Manage which can be controlled
During a crisis, which was not predicted and has caught the company off guard, one must try to manage things that can if not worked be controlled. The only rational course of action would be to focus attention on what is in our control. Following are the ways in which companies can respond:
- Sustaining a healthy balance sheet
- Preserving the capital by making sure that the money is spent on the items which are really important.

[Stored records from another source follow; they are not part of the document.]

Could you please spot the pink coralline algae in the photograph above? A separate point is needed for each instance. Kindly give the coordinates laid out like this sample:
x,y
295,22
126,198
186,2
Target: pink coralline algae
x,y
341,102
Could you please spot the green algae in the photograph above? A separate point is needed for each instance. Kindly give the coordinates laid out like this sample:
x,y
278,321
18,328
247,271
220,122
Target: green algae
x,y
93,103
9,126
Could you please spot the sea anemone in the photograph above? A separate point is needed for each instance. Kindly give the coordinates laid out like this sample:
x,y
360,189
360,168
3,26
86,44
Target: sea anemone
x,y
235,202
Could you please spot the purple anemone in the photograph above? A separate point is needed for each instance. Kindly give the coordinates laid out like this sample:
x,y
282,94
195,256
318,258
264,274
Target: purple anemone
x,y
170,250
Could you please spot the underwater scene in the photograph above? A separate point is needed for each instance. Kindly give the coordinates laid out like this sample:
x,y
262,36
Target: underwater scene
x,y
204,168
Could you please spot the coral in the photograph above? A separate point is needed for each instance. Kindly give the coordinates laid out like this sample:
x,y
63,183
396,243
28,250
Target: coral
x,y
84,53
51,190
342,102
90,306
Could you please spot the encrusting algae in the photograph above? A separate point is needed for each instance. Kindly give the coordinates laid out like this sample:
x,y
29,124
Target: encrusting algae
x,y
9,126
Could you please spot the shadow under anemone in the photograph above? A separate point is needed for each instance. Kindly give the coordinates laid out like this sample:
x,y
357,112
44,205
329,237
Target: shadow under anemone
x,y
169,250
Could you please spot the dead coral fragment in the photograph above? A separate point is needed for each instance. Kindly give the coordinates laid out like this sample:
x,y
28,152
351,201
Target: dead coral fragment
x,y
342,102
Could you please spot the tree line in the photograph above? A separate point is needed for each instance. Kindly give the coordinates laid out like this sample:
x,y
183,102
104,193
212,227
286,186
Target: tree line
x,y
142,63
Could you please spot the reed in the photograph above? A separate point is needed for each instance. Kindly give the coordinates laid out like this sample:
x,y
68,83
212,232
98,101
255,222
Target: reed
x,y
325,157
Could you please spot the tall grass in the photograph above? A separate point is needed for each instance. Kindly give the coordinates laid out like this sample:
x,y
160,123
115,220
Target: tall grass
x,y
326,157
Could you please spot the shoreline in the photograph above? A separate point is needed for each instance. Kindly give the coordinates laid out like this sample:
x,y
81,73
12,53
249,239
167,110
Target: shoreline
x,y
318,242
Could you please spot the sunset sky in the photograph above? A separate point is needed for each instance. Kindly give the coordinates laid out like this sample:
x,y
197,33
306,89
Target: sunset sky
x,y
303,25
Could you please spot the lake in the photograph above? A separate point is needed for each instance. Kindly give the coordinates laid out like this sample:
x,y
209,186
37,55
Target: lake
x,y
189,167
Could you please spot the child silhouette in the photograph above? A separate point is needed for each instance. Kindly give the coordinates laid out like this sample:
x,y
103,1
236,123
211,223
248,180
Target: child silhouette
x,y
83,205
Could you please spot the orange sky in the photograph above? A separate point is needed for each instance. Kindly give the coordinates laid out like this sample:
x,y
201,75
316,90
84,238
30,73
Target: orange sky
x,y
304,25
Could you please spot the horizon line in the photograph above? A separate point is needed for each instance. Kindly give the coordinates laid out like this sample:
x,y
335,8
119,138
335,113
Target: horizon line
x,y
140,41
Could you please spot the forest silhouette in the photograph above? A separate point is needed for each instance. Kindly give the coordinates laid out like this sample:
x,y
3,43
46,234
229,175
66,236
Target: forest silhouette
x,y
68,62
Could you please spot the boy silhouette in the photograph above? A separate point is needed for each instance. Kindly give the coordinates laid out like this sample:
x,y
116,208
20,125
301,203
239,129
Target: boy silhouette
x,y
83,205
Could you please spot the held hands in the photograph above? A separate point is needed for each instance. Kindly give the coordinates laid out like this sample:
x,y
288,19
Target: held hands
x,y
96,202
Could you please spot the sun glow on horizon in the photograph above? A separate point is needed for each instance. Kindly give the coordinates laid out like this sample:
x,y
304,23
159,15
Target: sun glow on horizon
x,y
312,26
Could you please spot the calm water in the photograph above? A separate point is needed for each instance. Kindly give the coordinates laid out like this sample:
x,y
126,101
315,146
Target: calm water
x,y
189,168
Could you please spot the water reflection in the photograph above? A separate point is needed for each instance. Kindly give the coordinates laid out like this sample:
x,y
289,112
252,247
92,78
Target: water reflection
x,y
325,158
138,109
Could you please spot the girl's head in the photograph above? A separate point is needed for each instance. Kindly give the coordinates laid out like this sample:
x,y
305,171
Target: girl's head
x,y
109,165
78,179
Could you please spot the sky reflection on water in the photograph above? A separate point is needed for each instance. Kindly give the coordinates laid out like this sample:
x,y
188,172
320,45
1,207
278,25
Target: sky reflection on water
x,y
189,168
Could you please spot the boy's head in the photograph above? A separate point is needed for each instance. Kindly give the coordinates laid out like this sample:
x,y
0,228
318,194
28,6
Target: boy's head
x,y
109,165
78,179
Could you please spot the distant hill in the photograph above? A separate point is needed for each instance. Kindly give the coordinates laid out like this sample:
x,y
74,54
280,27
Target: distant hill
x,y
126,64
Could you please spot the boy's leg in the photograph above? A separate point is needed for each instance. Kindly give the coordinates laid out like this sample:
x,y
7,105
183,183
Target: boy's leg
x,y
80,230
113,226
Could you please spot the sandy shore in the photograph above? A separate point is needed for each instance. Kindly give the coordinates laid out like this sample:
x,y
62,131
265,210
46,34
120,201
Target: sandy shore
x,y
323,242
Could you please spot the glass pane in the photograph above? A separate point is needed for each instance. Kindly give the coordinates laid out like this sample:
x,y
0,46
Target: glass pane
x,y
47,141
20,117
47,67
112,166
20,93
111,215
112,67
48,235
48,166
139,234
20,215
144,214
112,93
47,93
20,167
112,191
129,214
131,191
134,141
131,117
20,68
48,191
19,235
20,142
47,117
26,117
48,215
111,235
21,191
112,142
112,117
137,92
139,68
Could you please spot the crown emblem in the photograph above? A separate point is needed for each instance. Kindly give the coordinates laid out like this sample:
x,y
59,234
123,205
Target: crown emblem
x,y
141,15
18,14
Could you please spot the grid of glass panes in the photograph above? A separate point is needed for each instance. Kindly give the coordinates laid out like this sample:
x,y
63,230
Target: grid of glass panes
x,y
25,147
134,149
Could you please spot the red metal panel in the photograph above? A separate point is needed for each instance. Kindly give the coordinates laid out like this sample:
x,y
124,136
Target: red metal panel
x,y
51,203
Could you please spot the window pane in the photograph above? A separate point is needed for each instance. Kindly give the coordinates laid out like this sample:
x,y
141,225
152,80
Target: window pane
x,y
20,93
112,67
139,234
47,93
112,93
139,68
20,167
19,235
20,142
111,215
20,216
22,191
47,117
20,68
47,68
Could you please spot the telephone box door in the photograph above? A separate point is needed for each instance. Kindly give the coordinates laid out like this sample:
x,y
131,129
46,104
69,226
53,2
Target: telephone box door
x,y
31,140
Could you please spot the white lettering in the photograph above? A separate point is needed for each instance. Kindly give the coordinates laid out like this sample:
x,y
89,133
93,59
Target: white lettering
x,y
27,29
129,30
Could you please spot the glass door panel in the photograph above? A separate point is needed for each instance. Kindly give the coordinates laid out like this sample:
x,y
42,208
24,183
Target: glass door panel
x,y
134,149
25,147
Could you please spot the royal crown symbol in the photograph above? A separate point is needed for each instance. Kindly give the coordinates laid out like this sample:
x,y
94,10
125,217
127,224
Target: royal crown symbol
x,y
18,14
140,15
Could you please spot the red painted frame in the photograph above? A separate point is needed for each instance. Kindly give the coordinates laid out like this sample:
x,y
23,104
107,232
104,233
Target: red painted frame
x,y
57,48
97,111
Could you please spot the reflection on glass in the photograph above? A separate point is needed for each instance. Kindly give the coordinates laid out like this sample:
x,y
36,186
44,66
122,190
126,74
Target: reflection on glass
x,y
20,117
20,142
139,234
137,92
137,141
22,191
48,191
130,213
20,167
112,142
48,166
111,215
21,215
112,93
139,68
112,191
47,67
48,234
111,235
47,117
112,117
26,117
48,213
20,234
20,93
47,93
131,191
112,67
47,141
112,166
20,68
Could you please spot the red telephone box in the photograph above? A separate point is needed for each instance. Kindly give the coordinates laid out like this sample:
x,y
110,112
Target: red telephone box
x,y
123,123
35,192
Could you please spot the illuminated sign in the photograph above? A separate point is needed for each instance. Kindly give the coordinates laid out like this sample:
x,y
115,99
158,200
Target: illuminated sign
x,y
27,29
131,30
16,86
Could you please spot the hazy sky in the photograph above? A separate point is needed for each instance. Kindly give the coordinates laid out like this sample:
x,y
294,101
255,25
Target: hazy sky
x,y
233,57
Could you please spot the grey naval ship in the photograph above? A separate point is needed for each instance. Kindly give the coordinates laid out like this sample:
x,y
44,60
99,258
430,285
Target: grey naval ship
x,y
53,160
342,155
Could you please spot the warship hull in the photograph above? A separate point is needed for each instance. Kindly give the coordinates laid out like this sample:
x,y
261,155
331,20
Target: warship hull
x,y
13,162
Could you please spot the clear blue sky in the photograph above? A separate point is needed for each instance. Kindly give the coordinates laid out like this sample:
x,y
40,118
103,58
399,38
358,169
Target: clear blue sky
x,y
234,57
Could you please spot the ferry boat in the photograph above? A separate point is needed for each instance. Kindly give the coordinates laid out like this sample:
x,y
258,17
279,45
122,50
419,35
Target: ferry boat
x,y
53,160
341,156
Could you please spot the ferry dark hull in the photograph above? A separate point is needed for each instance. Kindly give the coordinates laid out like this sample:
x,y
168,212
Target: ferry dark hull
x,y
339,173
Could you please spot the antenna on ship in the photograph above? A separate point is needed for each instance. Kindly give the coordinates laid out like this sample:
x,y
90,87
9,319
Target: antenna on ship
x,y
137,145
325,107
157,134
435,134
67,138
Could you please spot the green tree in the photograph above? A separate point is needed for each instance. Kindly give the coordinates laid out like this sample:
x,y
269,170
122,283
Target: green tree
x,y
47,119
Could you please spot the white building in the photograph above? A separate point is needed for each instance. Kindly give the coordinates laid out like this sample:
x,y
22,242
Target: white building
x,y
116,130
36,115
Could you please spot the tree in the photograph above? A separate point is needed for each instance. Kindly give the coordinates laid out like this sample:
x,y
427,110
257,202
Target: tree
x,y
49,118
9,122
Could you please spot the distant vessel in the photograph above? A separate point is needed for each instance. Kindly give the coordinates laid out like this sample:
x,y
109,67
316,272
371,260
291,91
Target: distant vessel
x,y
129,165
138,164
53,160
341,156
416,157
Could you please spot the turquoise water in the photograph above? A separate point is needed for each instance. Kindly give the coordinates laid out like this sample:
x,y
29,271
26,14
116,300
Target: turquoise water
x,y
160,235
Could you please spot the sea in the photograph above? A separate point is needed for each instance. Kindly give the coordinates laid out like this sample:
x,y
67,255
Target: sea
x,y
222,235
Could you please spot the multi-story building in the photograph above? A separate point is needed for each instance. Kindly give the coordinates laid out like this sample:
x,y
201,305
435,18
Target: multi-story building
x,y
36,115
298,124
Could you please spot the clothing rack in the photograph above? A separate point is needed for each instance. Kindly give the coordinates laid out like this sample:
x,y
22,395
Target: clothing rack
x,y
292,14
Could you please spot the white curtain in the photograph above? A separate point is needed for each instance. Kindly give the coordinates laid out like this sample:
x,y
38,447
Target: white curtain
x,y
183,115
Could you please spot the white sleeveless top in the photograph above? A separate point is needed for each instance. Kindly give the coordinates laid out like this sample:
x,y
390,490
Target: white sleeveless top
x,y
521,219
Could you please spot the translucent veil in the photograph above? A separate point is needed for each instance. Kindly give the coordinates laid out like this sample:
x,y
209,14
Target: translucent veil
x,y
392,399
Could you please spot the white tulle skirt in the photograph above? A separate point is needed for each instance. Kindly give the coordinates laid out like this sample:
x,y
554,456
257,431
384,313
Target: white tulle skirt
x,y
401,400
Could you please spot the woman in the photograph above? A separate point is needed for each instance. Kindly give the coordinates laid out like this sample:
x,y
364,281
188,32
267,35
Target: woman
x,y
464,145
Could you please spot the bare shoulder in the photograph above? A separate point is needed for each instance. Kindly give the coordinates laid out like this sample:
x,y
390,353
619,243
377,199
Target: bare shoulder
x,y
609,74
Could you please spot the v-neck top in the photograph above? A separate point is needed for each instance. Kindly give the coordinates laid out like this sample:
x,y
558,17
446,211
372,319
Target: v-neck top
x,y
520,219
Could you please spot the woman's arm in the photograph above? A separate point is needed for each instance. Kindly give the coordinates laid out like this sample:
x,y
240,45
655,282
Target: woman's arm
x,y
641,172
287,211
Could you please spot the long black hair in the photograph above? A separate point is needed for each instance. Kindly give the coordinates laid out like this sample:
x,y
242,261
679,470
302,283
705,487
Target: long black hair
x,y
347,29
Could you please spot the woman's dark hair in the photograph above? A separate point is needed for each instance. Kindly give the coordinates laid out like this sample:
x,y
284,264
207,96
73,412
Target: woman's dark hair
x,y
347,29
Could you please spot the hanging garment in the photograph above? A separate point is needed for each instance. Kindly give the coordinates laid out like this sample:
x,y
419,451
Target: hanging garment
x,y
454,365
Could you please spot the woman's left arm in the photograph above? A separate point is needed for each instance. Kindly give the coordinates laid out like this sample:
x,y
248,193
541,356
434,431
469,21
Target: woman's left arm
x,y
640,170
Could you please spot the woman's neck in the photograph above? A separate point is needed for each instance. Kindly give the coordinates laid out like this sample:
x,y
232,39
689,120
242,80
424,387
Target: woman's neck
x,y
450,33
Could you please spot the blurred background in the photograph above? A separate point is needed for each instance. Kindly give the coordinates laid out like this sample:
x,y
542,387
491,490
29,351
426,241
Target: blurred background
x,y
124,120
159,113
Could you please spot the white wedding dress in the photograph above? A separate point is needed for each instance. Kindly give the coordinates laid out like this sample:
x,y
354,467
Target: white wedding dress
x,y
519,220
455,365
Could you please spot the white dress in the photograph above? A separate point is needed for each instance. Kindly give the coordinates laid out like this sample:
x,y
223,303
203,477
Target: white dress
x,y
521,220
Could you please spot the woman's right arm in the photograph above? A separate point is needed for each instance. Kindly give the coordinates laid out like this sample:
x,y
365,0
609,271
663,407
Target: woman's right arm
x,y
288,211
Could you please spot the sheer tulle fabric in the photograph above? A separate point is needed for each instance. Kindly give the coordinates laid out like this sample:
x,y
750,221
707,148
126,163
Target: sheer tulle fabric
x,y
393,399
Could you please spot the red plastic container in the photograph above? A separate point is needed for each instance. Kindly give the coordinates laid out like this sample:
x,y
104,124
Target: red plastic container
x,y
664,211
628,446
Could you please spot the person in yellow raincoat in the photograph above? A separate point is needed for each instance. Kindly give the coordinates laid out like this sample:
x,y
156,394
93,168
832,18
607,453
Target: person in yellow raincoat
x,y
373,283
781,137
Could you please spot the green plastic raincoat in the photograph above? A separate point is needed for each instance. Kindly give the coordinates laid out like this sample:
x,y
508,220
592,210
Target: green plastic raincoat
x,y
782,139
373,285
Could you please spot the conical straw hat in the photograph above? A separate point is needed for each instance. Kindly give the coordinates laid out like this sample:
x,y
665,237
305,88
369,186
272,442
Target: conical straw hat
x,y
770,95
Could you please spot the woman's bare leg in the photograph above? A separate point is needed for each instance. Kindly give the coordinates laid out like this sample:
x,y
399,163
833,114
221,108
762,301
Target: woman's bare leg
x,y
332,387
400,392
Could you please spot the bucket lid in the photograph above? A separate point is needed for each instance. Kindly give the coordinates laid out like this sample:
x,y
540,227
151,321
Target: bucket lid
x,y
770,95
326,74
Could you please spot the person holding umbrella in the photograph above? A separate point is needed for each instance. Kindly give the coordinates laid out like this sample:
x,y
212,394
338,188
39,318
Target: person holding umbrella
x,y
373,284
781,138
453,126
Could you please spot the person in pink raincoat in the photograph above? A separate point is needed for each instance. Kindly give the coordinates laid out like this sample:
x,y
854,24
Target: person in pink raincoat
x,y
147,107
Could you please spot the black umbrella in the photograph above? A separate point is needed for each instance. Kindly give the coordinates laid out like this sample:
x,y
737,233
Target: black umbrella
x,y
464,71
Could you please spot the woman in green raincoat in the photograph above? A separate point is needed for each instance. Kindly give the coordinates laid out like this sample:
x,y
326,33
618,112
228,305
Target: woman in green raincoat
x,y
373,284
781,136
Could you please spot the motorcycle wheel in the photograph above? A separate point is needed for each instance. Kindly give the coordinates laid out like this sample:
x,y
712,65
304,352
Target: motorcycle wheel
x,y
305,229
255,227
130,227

- During this, one should not lose focus on the quality of products and services and value orientation.
- Establishing a positive cash flow
Shifting to a new way of working
While all the business which initially required physical contact or interaction have suffered due to COVID-19. Quarantine forced the companies to reach out to their customers at their homes through the Internet which had led to a massive elevation of the technology department. Not just commercial businesses but also most of the schools have been transferring to remote technologies due to the pandemic.
While there is this urgent obligation to adopt this new form of working right now, we must be careful about how we transition into this “new way of working.”
Fetching new business opportunities
There are some opportunities that are neglected in periods of moderate and high growth. The opportunities are completely left alone or are handled in a completely unorganized way. In the present economic situation, firms are looking to explore new revenue opportunities. In order to commute the growth, companies might need to develop alternate channels to tap marginal opportunities.